Tantas são as disparatadas interpretações jurídicas de que tomo conhecimento diariamente, que arrisco dizer terá acontecido com os operadores do Direito positivo brasileiro um interessante fenômeno: aqueles que leram o livro “Obra Aberta”, escrita por UMBERTO ECO, em 1962, traduzida à Língua Portuguesa e aqui muito divulgada, tiveram a certeza absoluta de que a tese escrita pelo conhecido filósofo e semiólogo italiano caia com uma luva no mundo do Direito, tão a calhar viera para defender a posição daqueles que afirmavam, antes do livro de ECO, que o juiz era o leitor privilegiado da lei e que como tal podia, com grande liberdade, interpretá-la sem qualquer amarra, nem mesmo as postas (e não impostas) pelo texto.

UMBERTO ECO, preocupado com uma incorreta compreensão de sua tese e de suas ideias, interpretadas de modo diametralmente oposto ao que ele havia pensado e escrito, assumiu a inglória tarefa de passar parte de sua vida a tentar explicar a seus leitores o que ele verdadeiramente pensava acerca dos limites da interpretação, e do que  significava e deveria significar o título “Obra Aberta”.

Surgiu assim, no final dos anos oitenta, o que ele denominou de “semiótica ilimitada”, mas esse conceito infelizmente não se mostrou mais claro do que aquele primeiro. Os operadores do Direito estavam cada vez mais convencidos de que a interpretação de uma norma legal não possui critérios e que o juiz é livre.

UMBERTO ECO viu-se assim uma vez mais obrigado a esclarecer que “Dizer que a intepretação (enquanto característica básica da semiótica) é potencialmente ilimitada não significa que a interpretação não tenha objeto e que corra por conta própria. Dizer que um texto potencialmente não tem fim não significa que todo ato de interpretação possa ter um final feliz”.

ECO gostava de citar uma frase do filósofo e linguista búlgaro, TZVETAN TODOROV, que dizia, mas com malícia, que um texto é apenas um piquenique onde o autor entra com as palavras e os leitores com o sentido, o que, aplicado ao Direito, significa dizer que o processo judicial é o local em que o piquenique realiza-se, a lei entra com as palavras, e o juiz com o sentido que dessas palavras pode extrair com grande liberdade.

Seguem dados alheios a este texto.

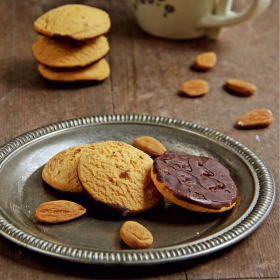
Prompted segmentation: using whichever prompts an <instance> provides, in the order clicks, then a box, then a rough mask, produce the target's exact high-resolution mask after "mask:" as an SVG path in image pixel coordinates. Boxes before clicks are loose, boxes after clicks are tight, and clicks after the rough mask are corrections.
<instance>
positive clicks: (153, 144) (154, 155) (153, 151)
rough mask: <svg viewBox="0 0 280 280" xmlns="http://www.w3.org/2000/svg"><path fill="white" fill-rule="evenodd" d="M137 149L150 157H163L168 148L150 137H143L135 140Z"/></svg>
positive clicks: (140, 137)
mask: <svg viewBox="0 0 280 280" xmlns="http://www.w3.org/2000/svg"><path fill="white" fill-rule="evenodd" d="M133 145H134V147H135V148H137V149H139V150H141V151H143V152H144V153H146V154H148V155H150V156H156V157H157V156H161V155H162V154H163V153H164V152H165V151H166V148H165V147H164V146H163V144H162V143H160V142H159V141H158V140H157V139H155V138H153V137H150V136H141V137H138V138H136V139H135V140H134V142H133Z"/></svg>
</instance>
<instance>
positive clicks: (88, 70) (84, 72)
mask: <svg viewBox="0 0 280 280" xmlns="http://www.w3.org/2000/svg"><path fill="white" fill-rule="evenodd" d="M38 71H39V73H40V74H41V76H42V77H44V78H45V79H47V80H50V81H56V82H77V81H103V80H105V79H107V78H108V77H109V75H110V66H109V64H108V62H107V61H106V59H104V58H103V59H101V60H100V61H98V62H96V63H94V64H91V65H90V66H87V67H85V68H81V69H74V70H58V69H53V68H49V67H46V66H44V65H42V64H39V66H38Z"/></svg>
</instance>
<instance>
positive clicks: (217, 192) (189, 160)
mask: <svg viewBox="0 0 280 280" xmlns="http://www.w3.org/2000/svg"><path fill="white" fill-rule="evenodd" d="M151 176H152V179H153V181H154V184H155V185H156V187H157V189H158V190H159V191H160V192H161V194H162V195H163V196H164V197H166V198H168V199H169V200H170V201H172V202H174V203H175V204H177V205H179V206H181V207H184V208H187V209H189V210H193V211H198V212H208V213H218V212H224V211H227V210H229V209H231V208H232V207H233V206H234V205H235V203H236V200H237V193H238V192H237V187H236V185H235V183H234V181H233V180H232V178H231V177H230V174H229V171H228V169H227V168H226V167H224V166H223V165H222V164H220V163H219V162H218V161H216V160H214V159H211V158H207V157H198V156H194V155H189V154H186V153H183V152H171V151H168V152H165V153H164V154H163V155H162V156H160V157H157V158H156V159H155V161H154V164H153V168H152V172H151Z"/></svg>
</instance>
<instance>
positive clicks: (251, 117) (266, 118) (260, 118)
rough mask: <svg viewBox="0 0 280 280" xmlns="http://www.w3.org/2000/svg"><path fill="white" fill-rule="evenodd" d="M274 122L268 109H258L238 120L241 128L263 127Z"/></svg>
mask: <svg viewBox="0 0 280 280" xmlns="http://www.w3.org/2000/svg"><path fill="white" fill-rule="evenodd" d="M272 122H273V115H272V113H271V111H270V110H268V109H257V110H253V111H250V112H248V113H246V114H244V115H243V116H241V117H240V118H239V119H238V120H237V125H239V126H241V127H262V126H268V125H270V124H271V123H272Z"/></svg>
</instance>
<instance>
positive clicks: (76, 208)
mask: <svg viewBox="0 0 280 280" xmlns="http://www.w3.org/2000/svg"><path fill="white" fill-rule="evenodd" d="M85 212H86V209H85V208H84V207H83V206H81V205H80V204H77V203H75V202H72V201H67V200H55V201H49V202H45V203H42V204H41V205H40V206H39V207H38V208H37V209H36V212H35V215H34V216H35V218H36V220H37V221H39V222H43V223H50V224H54V223H61V222H66V221H70V220H73V219H76V218H78V217H80V216H82V215H83V214H85Z"/></svg>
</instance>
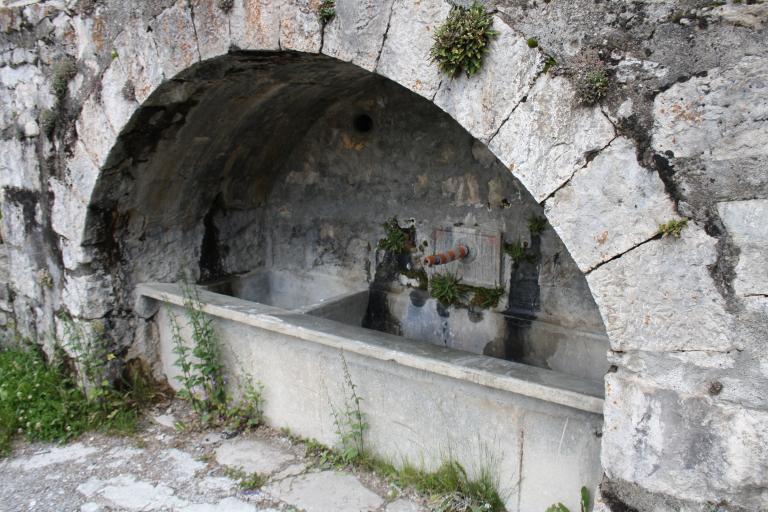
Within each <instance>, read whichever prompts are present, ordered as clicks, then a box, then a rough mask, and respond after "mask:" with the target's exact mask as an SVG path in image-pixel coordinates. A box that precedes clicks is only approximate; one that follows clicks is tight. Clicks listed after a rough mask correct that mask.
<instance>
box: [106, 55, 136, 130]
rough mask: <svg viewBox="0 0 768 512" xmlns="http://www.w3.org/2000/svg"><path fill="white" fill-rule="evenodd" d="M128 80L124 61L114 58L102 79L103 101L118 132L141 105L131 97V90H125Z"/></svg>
mask: <svg viewBox="0 0 768 512" xmlns="http://www.w3.org/2000/svg"><path fill="white" fill-rule="evenodd" d="M127 82H128V74H127V73H126V71H125V69H123V63H122V62H121V61H120V59H119V58H118V59H115V60H113V61H112V63H111V64H110V65H109V67H108V68H107V69H106V70H105V71H104V75H103V77H102V80H101V101H102V103H103V104H104V113H105V114H106V116H107V120H108V121H109V124H110V125H111V126H112V129H113V131H114V132H115V133H116V134H119V133H120V132H121V131H122V130H123V128H124V127H125V125H126V124H128V121H129V120H130V118H131V116H132V115H133V113H134V112H135V111H136V109H137V108H138V107H139V104H138V103H137V102H136V100H135V99H133V98H131V96H130V91H126V90H125V84H126V83H127Z"/></svg>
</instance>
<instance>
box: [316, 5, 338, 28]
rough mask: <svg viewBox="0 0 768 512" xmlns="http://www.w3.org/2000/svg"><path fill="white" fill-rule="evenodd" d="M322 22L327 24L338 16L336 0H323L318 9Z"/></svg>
mask: <svg viewBox="0 0 768 512" xmlns="http://www.w3.org/2000/svg"><path fill="white" fill-rule="evenodd" d="M317 16H318V18H320V23H322V24H323V25H327V24H328V23H330V22H331V20H333V18H335V17H336V0H323V1H322V2H321V3H320V7H319V8H318V11H317Z"/></svg>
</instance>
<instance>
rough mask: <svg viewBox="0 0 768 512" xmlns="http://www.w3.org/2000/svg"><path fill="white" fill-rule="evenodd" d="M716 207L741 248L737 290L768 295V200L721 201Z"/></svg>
mask: <svg viewBox="0 0 768 512" xmlns="http://www.w3.org/2000/svg"><path fill="white" fill-rule="evenodd" d="M717 209H718V212H719V214H720V218H721V219H722V221H723V224H725V227H726V229H727V230H728V235H729V236H730V237H731V240H733V243H734V244H736V246H737V247H738V248H739V263H738V264H737V265H736V278H735V279H734V282H733V286H734V288H735V291H736V294H737V295H741V296H748V295H767V296H768V200H766V199H753V200H751V201H732V202H728V203H720V204H718V208H717Z"/></svg>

E assim é que ganhou corpo no mundo do Direito, em especial no Direito brasileiro, a tese erroneamente atribuída a UMBERTO ECO de que a interpretação das normas legais é “uma obra aberta”, que o juiz, a seu talante, constrói, e que por isso  o juiz tem o ilimitado poder de fazer várias coisas com as palavras que compõem uma norma legal, inclusive para as interpretar de modo totalmente diverso do que o texto queria dizer – e disse.

Preocupado com a incompreensão de sua tese e de suas ideias, UMBERTO ECO passou boa parte de sua vida tentando explicar que o ele defendia em seu livro “Obra Aberta” era que a interpretação tem critérios e que há limites ao intérprete, e que esses limites são impostos pela intenção do texto. Estou certo que UMBERTO ECO, ao menos no que diz respeito ao mundo do Direito e especialmente no Direito positivo brasileiro, não conseguiu grandes resultados, falecendo em 2016 com essa frustração.

Basta ver como são interpretados os textos legais no Brasil, em que o que prevalece é a intenção do juiz e não a intenção do texto. Como dizia RICHARD RORTY, que ECO citava, o intérprete “desbasta o texto até chegar a uma forma que sirva a seu propósito”. Exatamente como vemos acontecer com muitas interpretações que alguns juízes fazem dos textos legais.

Será necessário fazer com o livro de UMBERTO ECO o mesmo que foi feito com a “Teoria Pura do Direito”, escrita em sua versão original em 1934. KELSEN, até o final da vida, insistia em dizer que, em muitos pontos daquela sua Teoria, mudara radicalmente de pensamento ao escrever a “Teoria Geral das Normas”, e que por isso era  indispensável ao leitor conhecesse de ambas as obras, se quisesse saber o que ele, KELSEN, realmente pensava sobre o Direito. O mesmo, portanto, deve ser feito com o livro “A Obra Aberta” de UMBERTO ECO, que deve ser cotejada com o que ECO escreveu depois. Uma boa fonte de consulta para essa indispensável tarefa é a leitura do livro “Interpretação e Superinterpretação”, que conta com tradução para a Língua Portuguesa e está publicado pela editora Martins Fontes.